Le film de Richard Brooks
On sait que la lente descente vers les abîmes de Truman Capote à partir de 1966 est certainement liée aux liens qu'il a entretenus avec le prisonnier Pery Smith. Ils ont beaucoup conversé en tête à tête et il en est sorti épuisé au point de vivre l'exécution du condamné comme une délivrance. Le roman a dû coûter une grande énergie. Il est long, débute par la mise en scène des victimes et des tueurs quelques jours avant les événements, cite une multitude de confessions écrites et orales, se termine sur la pendaison des condamnés et leur derniers moments. C'est sobre, fouillé, complet. Le pire coexiste en l'humanité : poignant, inquiétant mais il est grand d'en faire un tel récit.

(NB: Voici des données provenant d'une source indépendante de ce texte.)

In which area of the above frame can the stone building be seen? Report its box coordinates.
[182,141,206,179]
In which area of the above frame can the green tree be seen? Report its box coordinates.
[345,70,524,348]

[1] En 2012, les corps de Hickock et Smith ont été exhumés afin de comparer leur ADN à des traces retrouvées sur les lieux du meurtre de la famille Walker. Ces examens rendus complexes par la dégradation des ADN n'ont pas permis de déterminer une culpabilité, mais à ce jour les deux hommes sont considérés comme des suspects plausibles. A l'époque des faits, le détecteur de mensonges, encore imparfait, les avait innocentés, comme il est raconté dans le roman.